Thanks for all the help so far.  This is truly confusing.

Regards,

Remillard

----------

## Remillard

I thought I'd throw this out there at the top of the list again, in case someone had some ideas.  I put the whole of apache2.conf and others up in the previous post.  Is there something quirky about them?

Remillard

----------

## Jazzer

Maybe it's just me, but why would you put "localhost" in the virtual host file?  "localhost" is defined by default (ie. root level DocumentRoot directive), try removing the localhost definition from your virtual host file.  Also, try adding a real IP address (instead of 127.0.0.1) for your virtual domain in the /etc/hosts file, I don't think virtual domains will work off the loopback interface.

On The Jazz

 :Very Happy: 

----------

## intgr

 *Jazzer wrote:*   

> Maybe it's just me, but why would you put "localhost" in the virtual host file?  "localhost" is defined by default (ie. root level DocumentRoot directive), try removing the localhost definition from your virtual host file.

 

All hosts are, if they aren't explicitly defined in a VirtualHost directive. And just to be a safe side, there shouldn't be any root level DocumentRoot directives on a VirtualHost server.

 *Jazzer wrote:*   

> Also, try adding a real IP address (instead of 127.0.0.1) for your virtual domain in the /etc/hosts file, I don't think virtual domains will work off the loopback interface.

 

Yes, they do work.

To Remillard:

Btw, didn't I solve this problem yesterday? Did Jazzer just bring up an old thread?  :Smile: 

----------

## Remillard

Yeah, this was my original thread.  While it was growing stale I was doing more debug and came up with the 2nd post  :Smile: .

----------

## toniocartonio

just a quick observation... (and maybe i am saying a lot of bullshit  :Rolling Eyes:  )

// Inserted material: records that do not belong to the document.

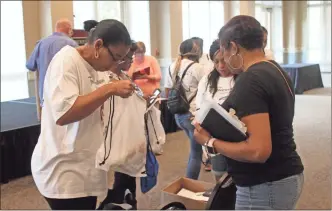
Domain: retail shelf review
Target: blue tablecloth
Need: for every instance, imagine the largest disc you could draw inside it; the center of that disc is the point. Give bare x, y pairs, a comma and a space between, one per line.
304, 76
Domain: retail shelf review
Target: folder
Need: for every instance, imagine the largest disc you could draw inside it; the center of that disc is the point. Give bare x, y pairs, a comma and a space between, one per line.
220, 123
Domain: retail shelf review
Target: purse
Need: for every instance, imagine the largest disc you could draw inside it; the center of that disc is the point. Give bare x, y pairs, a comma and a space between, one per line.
151, 166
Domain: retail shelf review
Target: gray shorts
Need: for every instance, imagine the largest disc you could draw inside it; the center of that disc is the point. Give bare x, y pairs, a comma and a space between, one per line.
219, 163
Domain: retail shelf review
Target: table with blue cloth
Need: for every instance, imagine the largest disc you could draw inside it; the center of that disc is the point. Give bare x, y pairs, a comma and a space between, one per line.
304, 76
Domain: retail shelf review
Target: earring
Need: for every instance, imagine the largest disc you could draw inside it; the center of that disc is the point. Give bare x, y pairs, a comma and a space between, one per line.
229, 63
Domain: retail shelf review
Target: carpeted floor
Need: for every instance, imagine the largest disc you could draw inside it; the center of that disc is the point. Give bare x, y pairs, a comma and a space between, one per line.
312, 127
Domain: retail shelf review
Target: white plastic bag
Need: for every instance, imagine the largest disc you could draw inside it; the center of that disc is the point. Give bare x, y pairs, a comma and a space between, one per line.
125, 147
157, 133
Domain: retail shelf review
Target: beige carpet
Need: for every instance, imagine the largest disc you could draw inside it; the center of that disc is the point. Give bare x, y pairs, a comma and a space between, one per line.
312, 126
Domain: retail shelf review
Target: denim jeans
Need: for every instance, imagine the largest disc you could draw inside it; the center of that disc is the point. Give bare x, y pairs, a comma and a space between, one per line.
196, 152
282, 194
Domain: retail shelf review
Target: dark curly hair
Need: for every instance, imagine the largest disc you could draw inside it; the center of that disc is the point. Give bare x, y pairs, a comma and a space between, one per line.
213, 77
244, 30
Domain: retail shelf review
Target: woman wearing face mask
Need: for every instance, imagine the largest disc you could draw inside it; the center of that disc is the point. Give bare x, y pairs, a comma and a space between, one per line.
189, 55
216, 85
63, 162
266, 168
148, 82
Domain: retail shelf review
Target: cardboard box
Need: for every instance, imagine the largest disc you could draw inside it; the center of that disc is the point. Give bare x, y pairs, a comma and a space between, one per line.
169, 193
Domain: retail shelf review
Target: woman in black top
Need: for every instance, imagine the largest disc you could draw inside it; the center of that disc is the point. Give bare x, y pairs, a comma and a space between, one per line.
266, 168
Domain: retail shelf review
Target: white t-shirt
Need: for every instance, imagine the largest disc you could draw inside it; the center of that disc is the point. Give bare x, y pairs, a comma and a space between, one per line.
224, 86
207, 63
63, 161
190, 80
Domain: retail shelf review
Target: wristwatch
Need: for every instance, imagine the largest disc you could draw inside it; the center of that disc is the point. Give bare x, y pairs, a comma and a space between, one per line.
209, 147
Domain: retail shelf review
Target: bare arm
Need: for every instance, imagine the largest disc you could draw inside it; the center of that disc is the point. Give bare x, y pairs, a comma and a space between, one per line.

you are trying to create a virtual host on /var/www/domain, but on apache2.conf you tell apache that the document root is /var/www/localhost/htdocs ... maybe it is related to that? maybe you need to put the document root to /var/www for that to work...

----------

## intgr

To: toniocartonio

Sorry, this problem has already been solved in this thread.  :Smile: 

----------